Reduced facsimile of the letter-heads of an institution known variously as the “American Hospital” and the “German Hospital.” The change in name from “American” to “German” seems to have taken place early in 1915—when things German were more popular and profitable than they are today!
But to come back to the “Society of Medical Democracy”: The “Medical Society of the United States” seems to have been born in 1916. Its parents, so far as is apparent, seem to have been Lanphear and Ohmann-Dumesnil. The latter, it may be remembered, used to be the editor and proprietor of the St. Louis Medical and Surgical Journal, a publication so obviously venal, that its value to the nostrum makers, whose interests it espoused, must have been small. Advertising pages, “original articles” and “editorials”—all were used to puff nostrums of the crudest type. It was Ohmann-Dumesnil and his journal that came to the defense of the “patent medicine” interests when they were so hard hit by Mr. Adam’s “Great American Fraud” series. In commenting on this phase of “patent medicine” activities, Collier’s, in January, 1907, said:
“Headache powders came in for a considerable share of attention in the patent medicine articles. There was much talk of libels among the headache powder makers, but they decided upon the safer methods of hiring a meretricious medical publication, the St. Louis Medical and Surgical Journal, to print an article in which the Collier’s statements were branded as lies, and the Collier’s editors and writers as liars and libelers. This article the Proprietary Association of America circulated in pamphlet form. The journal which printed it died a natural death a few weeks later. Its editor, one A. H. Ohmann-Dumesnil, has just appeared in the public prints in an unsavory connection with a corrupt lobbying project in St. Louis.”
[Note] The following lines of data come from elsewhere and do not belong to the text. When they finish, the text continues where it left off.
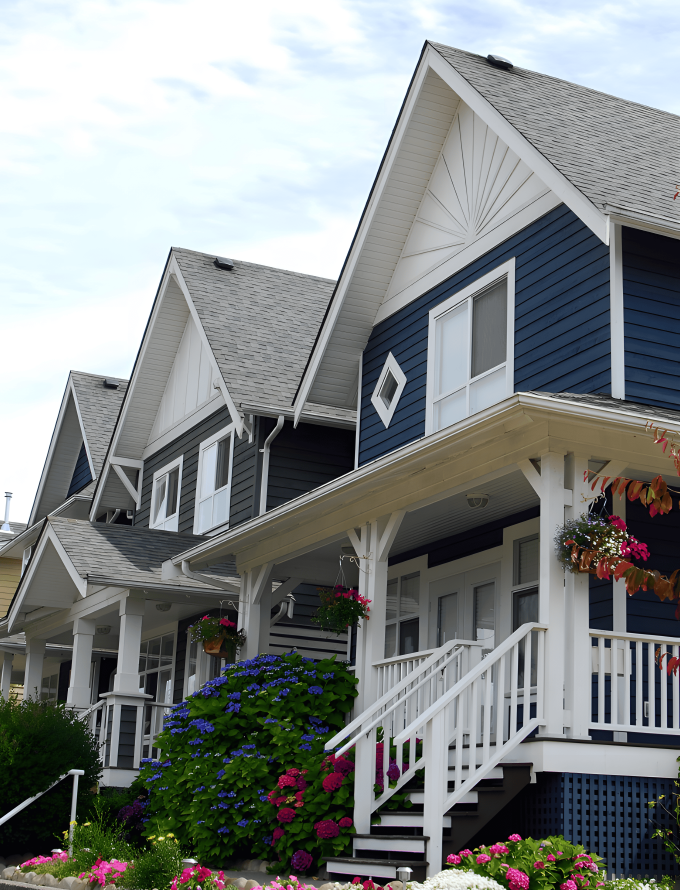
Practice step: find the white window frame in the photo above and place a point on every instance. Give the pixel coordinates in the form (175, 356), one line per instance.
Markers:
(505, 270)
(217, 437)
(173, 519)
(391, 366)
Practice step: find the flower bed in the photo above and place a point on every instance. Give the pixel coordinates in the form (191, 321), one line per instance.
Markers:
(526, 864)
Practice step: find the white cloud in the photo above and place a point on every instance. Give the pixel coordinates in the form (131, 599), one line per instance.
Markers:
(251, 129)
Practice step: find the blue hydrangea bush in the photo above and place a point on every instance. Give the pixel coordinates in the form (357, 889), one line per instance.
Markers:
(224, 748)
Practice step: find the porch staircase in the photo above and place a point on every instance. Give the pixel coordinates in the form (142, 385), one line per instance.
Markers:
(398, 841)
(452, 717)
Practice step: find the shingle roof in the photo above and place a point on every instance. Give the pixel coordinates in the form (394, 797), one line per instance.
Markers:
(618, 153)
(128, 554)
(260, 322)
(99, 407)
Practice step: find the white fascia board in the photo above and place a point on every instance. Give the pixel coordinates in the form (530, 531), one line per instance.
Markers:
(595, 219)
(82, 429)
(217, 374)
(364, 226)
(50, 451)
(481, 423)
(48, 537)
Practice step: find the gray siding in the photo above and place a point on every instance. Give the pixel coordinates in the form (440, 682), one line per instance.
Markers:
(188, 445)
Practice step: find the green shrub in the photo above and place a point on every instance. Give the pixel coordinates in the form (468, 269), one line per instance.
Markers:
(224, 748)
(40, 741)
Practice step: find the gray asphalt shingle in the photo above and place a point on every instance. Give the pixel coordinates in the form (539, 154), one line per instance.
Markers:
(260, 322)
(128, 554)
(618, 153)
(99, 407)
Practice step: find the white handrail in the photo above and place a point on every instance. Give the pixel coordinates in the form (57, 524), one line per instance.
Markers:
(398, 689)
(76, 773)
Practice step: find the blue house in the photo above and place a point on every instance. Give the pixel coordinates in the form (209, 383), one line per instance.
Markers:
(507, 320)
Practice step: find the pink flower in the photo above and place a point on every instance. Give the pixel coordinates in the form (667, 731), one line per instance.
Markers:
(518, 880)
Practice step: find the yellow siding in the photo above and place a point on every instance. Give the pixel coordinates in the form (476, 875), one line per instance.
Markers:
(10, 573)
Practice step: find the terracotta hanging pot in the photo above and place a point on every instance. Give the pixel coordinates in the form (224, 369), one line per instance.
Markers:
(219, 647)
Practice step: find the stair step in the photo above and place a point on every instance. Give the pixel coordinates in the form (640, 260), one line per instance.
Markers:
(372, 868)
(406, 819)
(418, 797)
(392, 843)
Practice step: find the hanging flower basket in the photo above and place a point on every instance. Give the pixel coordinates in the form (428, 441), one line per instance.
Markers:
(581, 543)
(219, 637)
(340, 609)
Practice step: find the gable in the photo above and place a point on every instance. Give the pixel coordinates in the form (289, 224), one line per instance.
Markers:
(189, 384)
(477, 185)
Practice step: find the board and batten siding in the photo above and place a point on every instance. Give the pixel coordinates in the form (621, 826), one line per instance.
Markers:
(304, 458)
(651, 306)
(562, 336)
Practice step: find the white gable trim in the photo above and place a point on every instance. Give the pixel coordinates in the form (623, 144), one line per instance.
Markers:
(172, 270)
(80, 583)
(69, 392)
(597, 221)
(555, 181)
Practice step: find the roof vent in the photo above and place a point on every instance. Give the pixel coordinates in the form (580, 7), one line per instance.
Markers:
(499, 62)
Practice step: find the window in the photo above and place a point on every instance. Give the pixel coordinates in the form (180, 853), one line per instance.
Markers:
(388, 389)
(470, 357)
(402, 623)
(214, 481)
(166, 495)
(155, 678)
(447, 618)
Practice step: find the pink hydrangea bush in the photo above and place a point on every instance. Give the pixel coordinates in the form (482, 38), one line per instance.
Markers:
(528, 864)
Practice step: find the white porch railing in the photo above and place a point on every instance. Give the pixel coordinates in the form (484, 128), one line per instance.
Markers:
(630, 692)
(485, 707)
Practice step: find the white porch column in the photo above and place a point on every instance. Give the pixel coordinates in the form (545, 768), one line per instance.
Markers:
(35, 656)
(131, 613)
(577, 591)
(6, 679)
(551, 611)
(79, 693)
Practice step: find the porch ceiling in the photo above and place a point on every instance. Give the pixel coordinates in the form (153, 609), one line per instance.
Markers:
(507, 495)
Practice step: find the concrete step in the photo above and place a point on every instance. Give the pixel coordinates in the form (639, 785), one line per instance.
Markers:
(374, 868)
(393, 843)
(407, 819)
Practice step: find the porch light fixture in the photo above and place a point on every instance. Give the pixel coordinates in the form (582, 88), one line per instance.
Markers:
(499, 62)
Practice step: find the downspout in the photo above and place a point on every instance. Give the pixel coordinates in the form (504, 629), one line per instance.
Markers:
(265, 463)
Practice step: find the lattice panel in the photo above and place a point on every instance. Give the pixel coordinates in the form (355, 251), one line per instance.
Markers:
(607, 814)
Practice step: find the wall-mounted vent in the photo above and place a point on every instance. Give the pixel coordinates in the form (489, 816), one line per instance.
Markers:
(499, 62)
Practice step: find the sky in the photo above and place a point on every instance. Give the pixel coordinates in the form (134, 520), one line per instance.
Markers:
(253, 130)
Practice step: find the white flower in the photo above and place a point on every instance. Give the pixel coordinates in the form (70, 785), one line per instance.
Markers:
(454, 879)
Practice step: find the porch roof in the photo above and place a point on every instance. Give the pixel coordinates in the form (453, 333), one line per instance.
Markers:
(479, 449)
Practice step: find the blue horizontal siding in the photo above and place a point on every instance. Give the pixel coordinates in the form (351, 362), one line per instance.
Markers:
(81, 474)
(651, 305)
(562, 341)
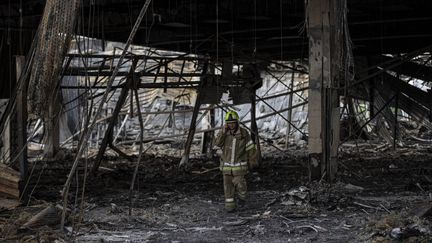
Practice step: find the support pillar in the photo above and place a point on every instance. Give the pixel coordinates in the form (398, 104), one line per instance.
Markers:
(323, 93)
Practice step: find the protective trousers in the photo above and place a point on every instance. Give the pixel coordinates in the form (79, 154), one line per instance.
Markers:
(234, 184)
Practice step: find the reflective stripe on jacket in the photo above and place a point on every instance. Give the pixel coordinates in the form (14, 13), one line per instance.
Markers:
(236, 151)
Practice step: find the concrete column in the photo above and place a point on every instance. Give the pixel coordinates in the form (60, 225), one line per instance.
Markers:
(323, 93)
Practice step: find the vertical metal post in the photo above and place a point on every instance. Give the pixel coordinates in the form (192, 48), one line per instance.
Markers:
(290, 100)
(254, 127)
(20, 151)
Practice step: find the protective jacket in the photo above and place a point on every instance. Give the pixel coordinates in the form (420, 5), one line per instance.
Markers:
(238, 152)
Some of the nostrums that Ohmann-Dumesnil has recommended are: “Sanmetto,” “Gonosan,” “Cactina Pillets,” “Pepto-Mangan,” “Satyria,” “Campho-Phenique,” “Tongaline,” “Germiletum,” “Narkogen,” “Nosophen,” “Mercauro,” “Arsenauro,” and “Hydrozone.” Many of these testimonials were, of course, used by the manufacturers in their advertising “literature.”
At the time that the Medical Society of the United States was being organized—in 1916—there was published what purported to be a preliminary program of its first meeting. The meeting was held in St. Louis, and the program, while containing the names of men with special fads or interests to exploit, also contained the names of some men of standing. It appeared, however, on investigation, that at least some of the latter had but a hazy conception of the use to which their names were being put, and protested vigorously on learning the facts, repudiating the organization.
Reduced facsimile of a letter sent out in 1912, soliciting the purchasing of stock in the “American Hospital” on a division of fee basis—forty-sixty!
Now, in 1918, another drive is on for membership; letters signed “Emory Lanphear” are being sent to various selected groups of physicians. For example, the Eclectics are being coaxed by a letter which commences:
“We want every reputable Eclectic practitioner in this country to join our society of protest against the iniquities of the A. M. A.”